Il giovane visconte Dagoberto, il primogenito del conte, fu quegli che lo aperse e che mi comunicò la novella: Sua Maestà la Regina affrettava col desiderio il mio ritorno alla Corte per presentarmi ad una sua nuova e giovane damigella d'onore, Lucia de Champdelys, della quale ella voleva farmi eseguire un ritratto in miniatura per un medaglione.

Bisogna dire, anche, che il visconte Dagoberto arrossì di gioia, comunicandomi il messaggio della Regina, perché, come seppi più tardi, Lucia de Champdelys era una sua lontana cugina, molto vicina, però, al suo cuore, e fra loro due s'era già scambiata una promessa che sarebbe stata consacrata con tutte le forme ufficiali a Parigi, alla Corte della nostra Sovrana.

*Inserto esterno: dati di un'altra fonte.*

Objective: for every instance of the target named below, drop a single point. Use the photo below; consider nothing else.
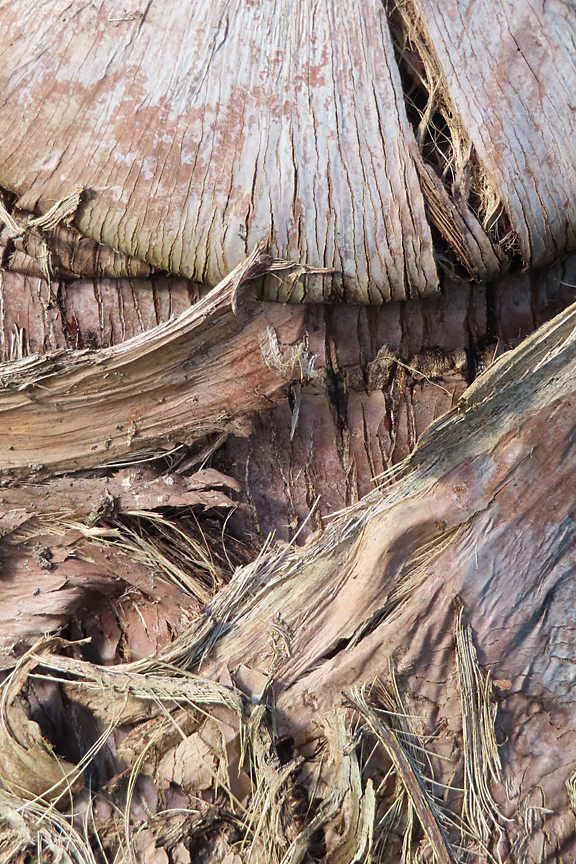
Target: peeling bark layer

La stagione era eccezionalmente rigida, ed i miei quarantacinque anni mi pesavano abbastanza perché io amassi arrischiare un viaggio in quelle condizioni. Fu il visconte Dagoberto, quindi, che si addossò, con gran piacere, l'incarico di partire per Parigi e di annunziare il mio arrivo per la primavera, deponendo, così, i miei saluti rispettosi ai piedi della Regina e dando il suo saluto affettuoso alla bella Lucia.

A vent'anni l'inverno non è abbastanza gelido e le vie non sono abbastanza lunghe, e quando c'è qualche cosa o qualcuna nel cuore, gli sproni pungono con impazienza i fianchi dei cavalli e le berline passano tra gli alberi e lungo le strade sassose, rapide come una visione fantastica...

* * *

Ma non fu nella primavera, che potei mantenere la promessa, né più tardi, né mai.

Da prima, un accidente di caccia, che per poco non mi spezzò una gamba, per una caduta da cavallo; poi le notizie di Parigi, – che mi facevano comprendere come per un compatriotta di Maria Antonietta ivi non spirasse troppo buon'aria, finché per le vie di Versailles l'usciere Maillard capitanasse la marcia delle sue pescivendole arrabbiate o per il sobborgo Sant'Antonio il birraio Santerre cavalcasse alla testa dei suoi portatori di picche – mi trattennero laggiù, in Brettagna, come un esiliato.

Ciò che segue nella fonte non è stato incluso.